Making the Internet Safer for The African Child – Africa Week of Action For COP (#AWA4COP)
Making the Internet Safer for The African Child – Africa Week of Action For COP (#AWA4COP)
2 years ago
Press Releases
By: Admin

Making the Internet Safer for The African Child – Africa Week of Action For COP (#AWA4COP)

The third edition of the African Telecommunication Union (ATU) and Child Online Africa (COA) Africa Week of Action for Child Online Protection (AWA4COP) is here. Running under the theme: Making the Internet Safer for the African Child, it will focus on creating awareness among African countries on how stakeholders could contribute to making the Internet better for ALL. This is intended to run for 4 years to enable ATU/COA explore all available opportunities to thoroughly engage stakeholders across board to contribute and guarantee that the African child’s well-being is safeguarded both online and offline.
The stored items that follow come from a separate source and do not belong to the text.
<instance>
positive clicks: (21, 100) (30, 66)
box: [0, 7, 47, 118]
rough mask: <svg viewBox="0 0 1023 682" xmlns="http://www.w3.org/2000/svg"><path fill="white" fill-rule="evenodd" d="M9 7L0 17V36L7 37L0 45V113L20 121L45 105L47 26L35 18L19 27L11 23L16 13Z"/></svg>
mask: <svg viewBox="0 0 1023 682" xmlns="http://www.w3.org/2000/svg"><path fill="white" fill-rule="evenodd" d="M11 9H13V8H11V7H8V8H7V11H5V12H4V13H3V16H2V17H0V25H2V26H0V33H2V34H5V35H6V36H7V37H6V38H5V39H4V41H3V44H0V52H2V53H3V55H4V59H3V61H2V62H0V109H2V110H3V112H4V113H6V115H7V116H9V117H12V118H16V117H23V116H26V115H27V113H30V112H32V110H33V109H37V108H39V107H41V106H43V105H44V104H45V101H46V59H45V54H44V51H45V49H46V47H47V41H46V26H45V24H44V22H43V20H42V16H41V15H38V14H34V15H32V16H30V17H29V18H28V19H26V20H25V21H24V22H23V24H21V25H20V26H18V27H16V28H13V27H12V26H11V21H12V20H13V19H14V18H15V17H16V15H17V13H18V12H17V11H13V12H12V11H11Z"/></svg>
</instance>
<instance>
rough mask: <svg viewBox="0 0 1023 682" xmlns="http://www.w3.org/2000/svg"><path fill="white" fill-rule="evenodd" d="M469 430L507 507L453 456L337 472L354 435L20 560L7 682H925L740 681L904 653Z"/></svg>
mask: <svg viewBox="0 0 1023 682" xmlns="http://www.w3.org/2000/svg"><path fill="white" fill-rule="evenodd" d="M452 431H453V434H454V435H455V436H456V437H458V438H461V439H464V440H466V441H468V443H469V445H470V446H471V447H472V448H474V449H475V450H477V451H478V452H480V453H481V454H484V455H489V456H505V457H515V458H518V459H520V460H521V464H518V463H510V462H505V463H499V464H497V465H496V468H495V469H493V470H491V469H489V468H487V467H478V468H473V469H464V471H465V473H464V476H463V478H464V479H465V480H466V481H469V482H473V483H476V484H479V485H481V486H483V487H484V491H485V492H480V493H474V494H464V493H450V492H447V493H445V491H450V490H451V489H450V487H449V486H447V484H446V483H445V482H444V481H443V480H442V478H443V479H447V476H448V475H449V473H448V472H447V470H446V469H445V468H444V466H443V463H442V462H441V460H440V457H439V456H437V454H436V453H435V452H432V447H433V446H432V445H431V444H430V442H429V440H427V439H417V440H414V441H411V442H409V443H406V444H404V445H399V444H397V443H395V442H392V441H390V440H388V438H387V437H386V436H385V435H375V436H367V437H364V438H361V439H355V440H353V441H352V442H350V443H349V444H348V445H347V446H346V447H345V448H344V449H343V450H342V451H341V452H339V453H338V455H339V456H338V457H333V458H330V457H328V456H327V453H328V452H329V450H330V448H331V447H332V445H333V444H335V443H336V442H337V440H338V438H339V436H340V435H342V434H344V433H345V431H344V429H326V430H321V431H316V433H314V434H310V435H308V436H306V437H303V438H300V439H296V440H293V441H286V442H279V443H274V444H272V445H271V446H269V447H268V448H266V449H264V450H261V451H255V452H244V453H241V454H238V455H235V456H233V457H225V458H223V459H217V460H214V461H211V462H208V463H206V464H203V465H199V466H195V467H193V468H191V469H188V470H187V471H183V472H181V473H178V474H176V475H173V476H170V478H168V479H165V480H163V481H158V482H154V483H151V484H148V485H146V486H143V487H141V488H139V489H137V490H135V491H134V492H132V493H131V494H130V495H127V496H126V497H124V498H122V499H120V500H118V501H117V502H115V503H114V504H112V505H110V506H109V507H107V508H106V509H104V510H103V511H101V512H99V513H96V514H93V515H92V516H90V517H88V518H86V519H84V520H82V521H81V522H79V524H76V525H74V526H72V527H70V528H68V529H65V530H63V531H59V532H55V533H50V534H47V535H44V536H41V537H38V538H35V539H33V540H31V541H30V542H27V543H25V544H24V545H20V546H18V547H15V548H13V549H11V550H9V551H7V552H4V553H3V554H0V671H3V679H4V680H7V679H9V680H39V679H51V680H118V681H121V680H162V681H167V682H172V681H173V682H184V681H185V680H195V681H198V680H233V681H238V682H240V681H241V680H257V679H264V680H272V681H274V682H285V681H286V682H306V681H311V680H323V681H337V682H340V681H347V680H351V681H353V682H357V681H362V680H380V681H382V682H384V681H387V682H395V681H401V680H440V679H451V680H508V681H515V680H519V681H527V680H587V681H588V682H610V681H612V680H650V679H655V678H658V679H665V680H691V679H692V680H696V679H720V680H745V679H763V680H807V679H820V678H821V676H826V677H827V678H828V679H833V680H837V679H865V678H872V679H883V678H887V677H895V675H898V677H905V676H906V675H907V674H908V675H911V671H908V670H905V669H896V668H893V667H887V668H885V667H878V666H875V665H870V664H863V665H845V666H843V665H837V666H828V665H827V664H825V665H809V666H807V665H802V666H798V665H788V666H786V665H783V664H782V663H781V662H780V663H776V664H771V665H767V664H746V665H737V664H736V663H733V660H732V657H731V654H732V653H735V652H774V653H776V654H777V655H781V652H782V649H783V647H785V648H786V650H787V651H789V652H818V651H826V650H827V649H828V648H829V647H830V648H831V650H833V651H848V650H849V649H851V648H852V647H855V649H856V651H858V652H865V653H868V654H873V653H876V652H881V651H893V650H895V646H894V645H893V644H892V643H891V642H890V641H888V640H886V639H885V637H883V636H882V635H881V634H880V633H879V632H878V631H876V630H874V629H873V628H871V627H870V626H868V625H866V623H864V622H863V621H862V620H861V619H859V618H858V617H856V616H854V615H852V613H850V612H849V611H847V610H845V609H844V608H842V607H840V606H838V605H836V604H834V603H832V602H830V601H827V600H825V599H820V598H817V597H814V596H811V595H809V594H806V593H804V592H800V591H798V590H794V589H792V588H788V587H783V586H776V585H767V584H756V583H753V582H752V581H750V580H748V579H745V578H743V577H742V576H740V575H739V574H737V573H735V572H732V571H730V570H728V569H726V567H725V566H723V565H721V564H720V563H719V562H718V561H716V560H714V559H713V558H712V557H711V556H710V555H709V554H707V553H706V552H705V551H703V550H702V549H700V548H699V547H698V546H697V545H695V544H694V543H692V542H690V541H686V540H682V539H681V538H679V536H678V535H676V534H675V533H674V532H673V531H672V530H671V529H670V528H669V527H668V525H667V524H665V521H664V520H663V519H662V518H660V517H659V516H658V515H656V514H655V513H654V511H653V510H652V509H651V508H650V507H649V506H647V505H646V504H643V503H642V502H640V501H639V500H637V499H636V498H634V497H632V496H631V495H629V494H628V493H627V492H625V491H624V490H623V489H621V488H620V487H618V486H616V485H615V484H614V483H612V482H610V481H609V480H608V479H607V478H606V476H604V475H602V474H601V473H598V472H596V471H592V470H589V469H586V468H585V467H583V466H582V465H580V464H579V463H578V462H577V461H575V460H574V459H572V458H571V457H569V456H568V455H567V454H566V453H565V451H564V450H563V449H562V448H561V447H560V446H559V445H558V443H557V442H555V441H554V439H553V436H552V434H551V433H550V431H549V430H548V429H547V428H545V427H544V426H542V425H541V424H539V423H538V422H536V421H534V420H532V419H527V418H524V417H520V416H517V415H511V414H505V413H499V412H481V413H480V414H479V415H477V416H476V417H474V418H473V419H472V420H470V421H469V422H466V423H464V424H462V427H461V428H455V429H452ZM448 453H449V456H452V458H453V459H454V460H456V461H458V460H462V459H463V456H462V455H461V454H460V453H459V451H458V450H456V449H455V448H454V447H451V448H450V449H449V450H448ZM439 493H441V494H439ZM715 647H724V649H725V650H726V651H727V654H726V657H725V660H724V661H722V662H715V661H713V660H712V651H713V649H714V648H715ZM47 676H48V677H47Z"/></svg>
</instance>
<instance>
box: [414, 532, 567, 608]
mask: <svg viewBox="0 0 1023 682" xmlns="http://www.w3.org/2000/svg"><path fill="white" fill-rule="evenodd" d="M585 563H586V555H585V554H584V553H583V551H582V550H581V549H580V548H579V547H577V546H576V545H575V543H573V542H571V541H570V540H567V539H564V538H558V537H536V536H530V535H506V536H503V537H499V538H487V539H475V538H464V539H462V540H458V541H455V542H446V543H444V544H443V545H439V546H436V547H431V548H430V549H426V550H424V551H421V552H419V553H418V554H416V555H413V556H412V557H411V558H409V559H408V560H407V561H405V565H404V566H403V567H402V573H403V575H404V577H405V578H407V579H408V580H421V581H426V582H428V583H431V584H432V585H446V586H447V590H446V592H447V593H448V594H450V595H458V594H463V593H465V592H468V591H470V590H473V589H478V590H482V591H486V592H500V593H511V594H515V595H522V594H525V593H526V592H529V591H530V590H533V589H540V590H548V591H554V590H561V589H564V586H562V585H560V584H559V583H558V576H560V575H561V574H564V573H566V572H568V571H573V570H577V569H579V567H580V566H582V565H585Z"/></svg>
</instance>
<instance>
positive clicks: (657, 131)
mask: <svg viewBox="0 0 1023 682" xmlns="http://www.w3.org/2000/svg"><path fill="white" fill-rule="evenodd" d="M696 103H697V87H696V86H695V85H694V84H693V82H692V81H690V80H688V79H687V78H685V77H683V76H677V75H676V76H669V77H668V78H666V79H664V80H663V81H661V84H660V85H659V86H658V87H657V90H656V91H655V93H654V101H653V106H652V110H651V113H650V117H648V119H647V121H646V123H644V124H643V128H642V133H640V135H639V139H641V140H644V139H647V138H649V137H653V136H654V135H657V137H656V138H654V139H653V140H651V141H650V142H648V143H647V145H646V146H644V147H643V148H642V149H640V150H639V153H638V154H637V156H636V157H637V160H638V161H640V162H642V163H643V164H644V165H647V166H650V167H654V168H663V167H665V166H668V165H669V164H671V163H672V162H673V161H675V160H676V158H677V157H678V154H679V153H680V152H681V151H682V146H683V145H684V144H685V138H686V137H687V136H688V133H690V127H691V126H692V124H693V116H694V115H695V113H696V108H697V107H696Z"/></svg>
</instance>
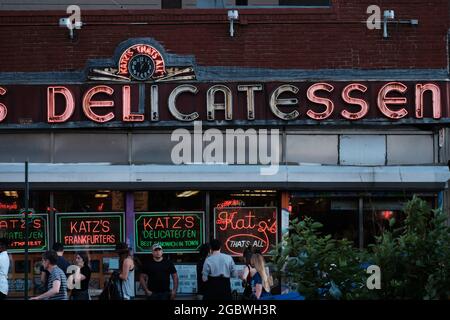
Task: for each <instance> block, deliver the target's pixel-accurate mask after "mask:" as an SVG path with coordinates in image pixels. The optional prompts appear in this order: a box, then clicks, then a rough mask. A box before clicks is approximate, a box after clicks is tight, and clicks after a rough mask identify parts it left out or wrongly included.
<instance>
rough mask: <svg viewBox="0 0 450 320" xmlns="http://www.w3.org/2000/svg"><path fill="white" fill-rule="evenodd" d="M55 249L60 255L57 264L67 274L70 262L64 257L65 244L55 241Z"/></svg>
mask: <svg viewBox="0 0 450 320" xmlns="http://www.w3.org/2000/svg"><path fill="white" fill-rule="evenodd" d="M53 250H55V251H56V254H57V255H58V260H57V261H56V265H57V266H58V267H59V268H60V269H61V270H62V271H64V273H65V274H66V275H67V268H69V266H70V263H69V262H68V261H67V260H66V259H64V245H63V244H62V243H60V242H55V244H54V245H53Z"/></svg>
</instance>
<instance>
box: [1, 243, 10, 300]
mask: <svg viewBox="0 0 450 320" xmlns="http://www.w3.org/2000/svg"><path fill="white" fill-rule="evenodd" d="M8 271H9V256H8V252H7V251H6V250H5V251H3V252H2V253H0V292H1V293H3V294H5V295H7V294H8Z"/></svg>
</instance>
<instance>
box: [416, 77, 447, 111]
mask: <svg viewBox="0 0 450 320" xmlns="http://www.w3.org/2000/svg"><path fill="white" fill-rule="evenodd" d="M426 91H431V95H432V105H433V118H434V119H440V118H441V111H442V109H441V90H440V89H439V87H438V86H437V85H435V84H432V83H427V84H424V85H422V84H416V118H419V119H420V118H423V104H424V103H423V94H424V93H425V92H426Z"/></svg>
This week of action running from today 6th through to the 11th of June 2022 will be climaxed with the Day of the African Child organized by the African Union.

The Child Online Protection (COP) Initiative is a multi-stakeholder network launched by the International Telecommunication Union (a specialized agency of the United Nations responsible for all matters related to information and communication technologies) It brings together children, parents and educators, as well as stakeholders in the ICT industry and policymakers, to create a safe and empowering online experience for children and young people around the world.

As we prepare to observe the Day of the Africa Child (#DAC2022) the African Telecommunications Union, Child Online Africa and partners deem it necessary to bring the attention of all the need to mainstream digital safety in offline programmes while discussing strategies to make the Internet Safer for African children. Numerous reports such as this example show the abuse of the African child is on the rise: “One of my friends had a friend on Facebook and asked her to [snap a] naked [picture of] herself and send [it] to him. Because she did not do [what he asked], he ended up videoing himself and sent her a nude video. Because she blocked [him] . . . he ended up writing bad things about her on Facebook and photoshopped her picture on a nude form. (Jessica)”- World Vision International 2020.

As enshrined in the Aspiration 7 of the Agenda 2040, we as Africans have a duty of care to protect, provide and empower the African Child to participate in the Digital environment without being subjected to any form of abuse.

For this year’s edition therefore, Child Online Africa and African Telecommunication Union are urging African countries to take a second look at the Aspiration 7 of the Agenda 2040:” Every child is protected against violence, exploitation, neglect and abuse.” with a special focus on virtual abuse while acting on Child Online Protection Guidelines as a solid foundation on which Governments can develop inclusive, multi-stakeholder national strategies for online child protection.

We call on every stakeholder in addition to last year’s recommendations to join the speed race of the world to educate young people about the potential harms of the online world. A race to keep predators away from our children. It is the race of care to ensure regulations are aligned with the threat; that as they allow for evolutions and revolutions in technology they safeguard the rights of every digital citizen.

Together we can make the African Child Benefit from technology which is free from harm.